Gregg Phillips is a 62-year-old resident of Austin, Texas. Phillips has extensive experience using powerful data analytic tools to solve problems faced by state agencies. For example, in the mid-1990s Phillips ran the Mississippi Department of Human Services ultimately leaving the department to join a firm called Synesis Corporation that won various contracts from the state during and after his tenure. Then in 2003, he was hired to serve as Deputy Commissioner for the Texas Health and Human Services Commission to help draft legislation to help privatize the state’s billion-dollar human services system. After completing his work on the bill in 2004 Phillips left HHS and started AutoGov to build a software platform to aid caseworkers in state health and human services department in determining patient eligibility. The company’s software, called CaseVue, uses machine learning tools to fuse applicant data with public and private sourced data to determine the likelihood of eligibility in real-time to caseworkers all over the country. The company employed 24 people and generated about $5 million per year in revenue.

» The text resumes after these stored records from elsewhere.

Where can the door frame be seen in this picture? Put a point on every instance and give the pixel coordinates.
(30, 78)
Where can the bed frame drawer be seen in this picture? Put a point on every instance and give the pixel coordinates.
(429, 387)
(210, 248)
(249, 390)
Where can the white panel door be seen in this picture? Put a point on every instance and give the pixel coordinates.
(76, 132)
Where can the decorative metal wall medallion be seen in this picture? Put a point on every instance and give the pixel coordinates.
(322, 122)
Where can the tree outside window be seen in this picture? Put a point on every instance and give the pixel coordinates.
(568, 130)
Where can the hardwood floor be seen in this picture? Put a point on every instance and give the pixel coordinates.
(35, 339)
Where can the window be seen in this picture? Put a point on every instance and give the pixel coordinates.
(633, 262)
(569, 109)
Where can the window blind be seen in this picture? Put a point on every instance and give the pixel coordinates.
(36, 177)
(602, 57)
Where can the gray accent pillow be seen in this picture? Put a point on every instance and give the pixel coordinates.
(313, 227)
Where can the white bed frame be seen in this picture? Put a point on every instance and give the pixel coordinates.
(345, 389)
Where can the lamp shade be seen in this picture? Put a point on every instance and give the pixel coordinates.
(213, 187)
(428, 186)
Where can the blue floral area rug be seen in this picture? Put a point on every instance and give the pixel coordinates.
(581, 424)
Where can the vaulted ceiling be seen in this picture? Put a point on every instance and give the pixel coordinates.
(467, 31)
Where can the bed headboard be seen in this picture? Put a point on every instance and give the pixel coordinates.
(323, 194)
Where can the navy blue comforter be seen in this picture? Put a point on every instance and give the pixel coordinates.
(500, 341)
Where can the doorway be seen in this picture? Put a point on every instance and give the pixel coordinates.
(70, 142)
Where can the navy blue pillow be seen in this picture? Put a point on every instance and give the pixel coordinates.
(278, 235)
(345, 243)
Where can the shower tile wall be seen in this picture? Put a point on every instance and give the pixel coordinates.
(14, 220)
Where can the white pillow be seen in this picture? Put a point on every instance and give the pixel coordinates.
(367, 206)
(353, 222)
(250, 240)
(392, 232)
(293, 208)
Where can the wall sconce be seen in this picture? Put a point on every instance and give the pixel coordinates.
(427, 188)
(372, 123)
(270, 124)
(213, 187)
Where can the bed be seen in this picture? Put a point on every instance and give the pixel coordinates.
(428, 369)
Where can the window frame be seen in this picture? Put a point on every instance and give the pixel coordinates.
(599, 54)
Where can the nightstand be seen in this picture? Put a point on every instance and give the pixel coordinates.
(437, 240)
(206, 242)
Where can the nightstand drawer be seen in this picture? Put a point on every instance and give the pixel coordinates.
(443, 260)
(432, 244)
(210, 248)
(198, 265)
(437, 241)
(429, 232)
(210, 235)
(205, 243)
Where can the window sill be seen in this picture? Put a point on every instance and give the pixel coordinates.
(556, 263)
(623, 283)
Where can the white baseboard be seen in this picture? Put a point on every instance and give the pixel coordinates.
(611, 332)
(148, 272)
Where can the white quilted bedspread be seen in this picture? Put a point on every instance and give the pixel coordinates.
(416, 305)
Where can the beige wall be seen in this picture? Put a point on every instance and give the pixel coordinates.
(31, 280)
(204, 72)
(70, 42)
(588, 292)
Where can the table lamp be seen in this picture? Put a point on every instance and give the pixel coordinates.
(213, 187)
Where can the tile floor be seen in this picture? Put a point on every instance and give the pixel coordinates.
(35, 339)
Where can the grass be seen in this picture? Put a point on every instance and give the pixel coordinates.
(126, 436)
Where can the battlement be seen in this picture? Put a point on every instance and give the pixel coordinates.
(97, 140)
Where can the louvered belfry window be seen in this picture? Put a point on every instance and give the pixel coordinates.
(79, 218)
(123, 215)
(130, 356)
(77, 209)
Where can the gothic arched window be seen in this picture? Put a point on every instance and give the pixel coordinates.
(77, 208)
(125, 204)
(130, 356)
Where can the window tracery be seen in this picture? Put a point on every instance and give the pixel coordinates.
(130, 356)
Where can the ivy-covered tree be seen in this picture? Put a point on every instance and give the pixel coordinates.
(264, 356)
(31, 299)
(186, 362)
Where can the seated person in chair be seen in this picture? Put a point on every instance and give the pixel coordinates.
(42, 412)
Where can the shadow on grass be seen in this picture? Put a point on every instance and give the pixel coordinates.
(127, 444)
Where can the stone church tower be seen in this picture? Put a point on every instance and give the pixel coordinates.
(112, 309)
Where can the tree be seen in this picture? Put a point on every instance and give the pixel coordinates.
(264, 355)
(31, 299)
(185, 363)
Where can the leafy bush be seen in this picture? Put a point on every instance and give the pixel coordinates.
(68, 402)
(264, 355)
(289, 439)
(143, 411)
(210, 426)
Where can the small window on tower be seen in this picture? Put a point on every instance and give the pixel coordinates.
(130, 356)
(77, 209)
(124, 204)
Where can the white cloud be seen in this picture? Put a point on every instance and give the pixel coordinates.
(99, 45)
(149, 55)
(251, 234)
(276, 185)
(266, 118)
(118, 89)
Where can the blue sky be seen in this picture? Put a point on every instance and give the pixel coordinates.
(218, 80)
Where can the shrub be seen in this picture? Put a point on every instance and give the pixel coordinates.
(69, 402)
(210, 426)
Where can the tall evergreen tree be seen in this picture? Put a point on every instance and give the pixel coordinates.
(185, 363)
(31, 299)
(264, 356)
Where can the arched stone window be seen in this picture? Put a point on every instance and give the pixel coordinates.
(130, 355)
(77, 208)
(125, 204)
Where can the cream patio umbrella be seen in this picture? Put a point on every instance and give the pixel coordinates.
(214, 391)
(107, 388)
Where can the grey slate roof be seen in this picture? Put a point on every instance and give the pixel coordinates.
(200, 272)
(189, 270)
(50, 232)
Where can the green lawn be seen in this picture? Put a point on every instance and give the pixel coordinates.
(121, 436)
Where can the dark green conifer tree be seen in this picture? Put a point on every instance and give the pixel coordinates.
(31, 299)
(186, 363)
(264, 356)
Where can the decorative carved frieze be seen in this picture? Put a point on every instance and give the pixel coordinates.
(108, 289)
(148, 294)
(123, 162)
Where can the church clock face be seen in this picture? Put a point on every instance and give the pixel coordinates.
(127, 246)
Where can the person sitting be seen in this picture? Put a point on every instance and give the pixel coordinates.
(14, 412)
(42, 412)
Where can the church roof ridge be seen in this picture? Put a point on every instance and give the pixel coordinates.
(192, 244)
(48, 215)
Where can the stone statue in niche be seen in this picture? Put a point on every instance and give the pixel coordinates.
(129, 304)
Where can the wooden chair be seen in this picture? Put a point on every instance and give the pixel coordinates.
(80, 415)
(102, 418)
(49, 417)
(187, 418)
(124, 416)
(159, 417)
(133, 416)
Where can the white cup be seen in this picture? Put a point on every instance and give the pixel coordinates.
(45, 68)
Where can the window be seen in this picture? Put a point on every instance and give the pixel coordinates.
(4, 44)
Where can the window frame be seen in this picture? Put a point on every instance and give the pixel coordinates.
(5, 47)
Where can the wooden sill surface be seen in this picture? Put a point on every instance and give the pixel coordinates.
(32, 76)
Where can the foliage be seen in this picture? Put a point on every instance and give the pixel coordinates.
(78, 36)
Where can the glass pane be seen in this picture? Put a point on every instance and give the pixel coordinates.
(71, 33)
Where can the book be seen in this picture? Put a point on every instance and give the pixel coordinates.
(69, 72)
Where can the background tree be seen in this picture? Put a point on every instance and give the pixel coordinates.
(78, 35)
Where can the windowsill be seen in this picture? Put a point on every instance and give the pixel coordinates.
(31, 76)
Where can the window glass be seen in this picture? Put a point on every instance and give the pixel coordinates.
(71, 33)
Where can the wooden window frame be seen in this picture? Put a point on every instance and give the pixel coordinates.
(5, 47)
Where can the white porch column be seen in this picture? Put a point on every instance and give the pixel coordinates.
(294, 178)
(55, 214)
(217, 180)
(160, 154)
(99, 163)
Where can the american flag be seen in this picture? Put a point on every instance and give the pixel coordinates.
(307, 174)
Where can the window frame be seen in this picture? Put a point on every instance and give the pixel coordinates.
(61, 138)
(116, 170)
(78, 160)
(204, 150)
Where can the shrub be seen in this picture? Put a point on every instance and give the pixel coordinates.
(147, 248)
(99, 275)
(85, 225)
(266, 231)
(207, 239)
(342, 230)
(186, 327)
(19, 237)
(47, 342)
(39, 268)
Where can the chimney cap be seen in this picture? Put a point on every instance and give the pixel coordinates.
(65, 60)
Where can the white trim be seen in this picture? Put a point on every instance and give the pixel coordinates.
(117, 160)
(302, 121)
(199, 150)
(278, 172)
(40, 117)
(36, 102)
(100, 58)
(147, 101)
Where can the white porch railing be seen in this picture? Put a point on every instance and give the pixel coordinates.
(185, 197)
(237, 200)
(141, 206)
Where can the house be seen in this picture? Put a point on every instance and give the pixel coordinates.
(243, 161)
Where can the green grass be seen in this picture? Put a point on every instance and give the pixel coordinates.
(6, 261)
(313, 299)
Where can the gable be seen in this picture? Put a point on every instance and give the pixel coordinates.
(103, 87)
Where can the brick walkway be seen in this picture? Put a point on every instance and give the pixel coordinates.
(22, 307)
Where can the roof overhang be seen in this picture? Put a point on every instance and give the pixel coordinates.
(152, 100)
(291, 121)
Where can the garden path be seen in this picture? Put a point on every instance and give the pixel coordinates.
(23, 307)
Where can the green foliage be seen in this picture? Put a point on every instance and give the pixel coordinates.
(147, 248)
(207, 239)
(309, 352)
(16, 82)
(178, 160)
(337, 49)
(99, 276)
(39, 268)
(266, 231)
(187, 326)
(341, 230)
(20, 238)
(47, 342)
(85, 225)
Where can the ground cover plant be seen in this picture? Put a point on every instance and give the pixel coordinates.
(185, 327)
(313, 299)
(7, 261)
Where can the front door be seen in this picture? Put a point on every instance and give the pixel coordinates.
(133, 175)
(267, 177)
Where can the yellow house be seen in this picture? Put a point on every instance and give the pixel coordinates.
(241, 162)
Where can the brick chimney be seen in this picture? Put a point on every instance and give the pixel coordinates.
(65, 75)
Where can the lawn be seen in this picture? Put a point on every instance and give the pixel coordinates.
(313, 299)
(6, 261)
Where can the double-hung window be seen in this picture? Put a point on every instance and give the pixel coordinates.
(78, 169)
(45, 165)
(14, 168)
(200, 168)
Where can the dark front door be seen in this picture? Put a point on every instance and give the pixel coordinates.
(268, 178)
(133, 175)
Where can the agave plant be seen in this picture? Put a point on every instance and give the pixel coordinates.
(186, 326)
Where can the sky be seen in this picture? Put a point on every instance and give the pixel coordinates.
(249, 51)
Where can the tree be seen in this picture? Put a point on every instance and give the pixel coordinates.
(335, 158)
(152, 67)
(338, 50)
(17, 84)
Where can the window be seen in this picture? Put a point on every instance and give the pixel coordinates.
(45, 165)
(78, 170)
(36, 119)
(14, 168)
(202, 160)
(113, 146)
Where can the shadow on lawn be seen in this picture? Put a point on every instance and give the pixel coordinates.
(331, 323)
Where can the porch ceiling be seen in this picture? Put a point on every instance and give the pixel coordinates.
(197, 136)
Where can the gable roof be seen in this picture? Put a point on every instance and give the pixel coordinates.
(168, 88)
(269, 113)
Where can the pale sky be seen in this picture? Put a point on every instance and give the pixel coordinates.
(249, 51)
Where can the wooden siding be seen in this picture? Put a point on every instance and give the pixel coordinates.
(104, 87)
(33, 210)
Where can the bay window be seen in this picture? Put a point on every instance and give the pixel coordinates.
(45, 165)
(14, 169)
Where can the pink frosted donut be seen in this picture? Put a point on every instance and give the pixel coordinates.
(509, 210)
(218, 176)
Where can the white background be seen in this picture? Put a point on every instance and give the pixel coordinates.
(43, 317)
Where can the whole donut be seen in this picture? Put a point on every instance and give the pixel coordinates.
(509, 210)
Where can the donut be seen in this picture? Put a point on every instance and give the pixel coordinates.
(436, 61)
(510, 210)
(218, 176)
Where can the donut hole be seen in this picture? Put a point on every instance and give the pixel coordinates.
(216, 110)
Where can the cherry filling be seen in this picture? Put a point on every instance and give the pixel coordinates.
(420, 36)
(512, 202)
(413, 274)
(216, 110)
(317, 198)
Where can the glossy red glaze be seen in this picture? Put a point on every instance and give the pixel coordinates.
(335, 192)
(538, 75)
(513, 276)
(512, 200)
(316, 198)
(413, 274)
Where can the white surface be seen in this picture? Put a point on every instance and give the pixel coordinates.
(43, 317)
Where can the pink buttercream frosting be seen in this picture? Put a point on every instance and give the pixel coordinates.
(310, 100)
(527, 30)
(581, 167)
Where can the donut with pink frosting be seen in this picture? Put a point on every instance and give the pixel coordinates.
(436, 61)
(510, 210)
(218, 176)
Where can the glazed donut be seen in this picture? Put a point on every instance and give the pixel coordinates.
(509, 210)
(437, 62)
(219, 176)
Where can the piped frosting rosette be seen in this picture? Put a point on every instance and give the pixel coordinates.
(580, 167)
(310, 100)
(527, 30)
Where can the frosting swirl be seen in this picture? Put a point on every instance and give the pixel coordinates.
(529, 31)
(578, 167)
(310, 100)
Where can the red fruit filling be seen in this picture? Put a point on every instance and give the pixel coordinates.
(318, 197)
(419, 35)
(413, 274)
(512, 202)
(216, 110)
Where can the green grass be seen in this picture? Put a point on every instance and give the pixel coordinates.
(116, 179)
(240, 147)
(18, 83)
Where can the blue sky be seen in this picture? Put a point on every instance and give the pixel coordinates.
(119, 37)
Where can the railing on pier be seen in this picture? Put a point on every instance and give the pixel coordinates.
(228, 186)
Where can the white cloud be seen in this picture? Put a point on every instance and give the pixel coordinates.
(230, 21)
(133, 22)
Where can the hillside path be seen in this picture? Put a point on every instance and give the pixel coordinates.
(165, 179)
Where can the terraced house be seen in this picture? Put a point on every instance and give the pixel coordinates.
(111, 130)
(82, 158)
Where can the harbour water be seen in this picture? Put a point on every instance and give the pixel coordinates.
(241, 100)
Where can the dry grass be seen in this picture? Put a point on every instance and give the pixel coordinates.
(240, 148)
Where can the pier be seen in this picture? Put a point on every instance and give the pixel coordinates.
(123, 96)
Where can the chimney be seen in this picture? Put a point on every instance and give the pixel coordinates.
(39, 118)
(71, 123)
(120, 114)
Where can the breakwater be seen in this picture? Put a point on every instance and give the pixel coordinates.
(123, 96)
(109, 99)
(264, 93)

After Phillips’ election fraud investigations became public and cited by then-President Trump various news outlets began running hit pieces designed to undermine his credibility. The Associated Press accused him of various conflicts of interest as his company, AutoGov, did business with his former employers in the Mississippi and Texas Department of Health & Human Services. Additionally, the Guardian reported that in 2014 Phillips and his ex-wife underpaid their taxes by $100,961. Phillips explained that there was a disagreement over which party owed the taxes and how much was actually owed - the amount was determined to be less than $50,000 and that a settlement with the IRS was reached without incident. The Guardian reported that almost 30 years ago Phillips lied on a job application when he claimed he majored in finance at the University of Alabama while Phillips actually received a bachelor of science degree in commerce and business administration. The Guardian also reported that his ex-wife’s new husband once made an unsubstantiated claim that Phillips may have failed to pay child support at some point after his divorce.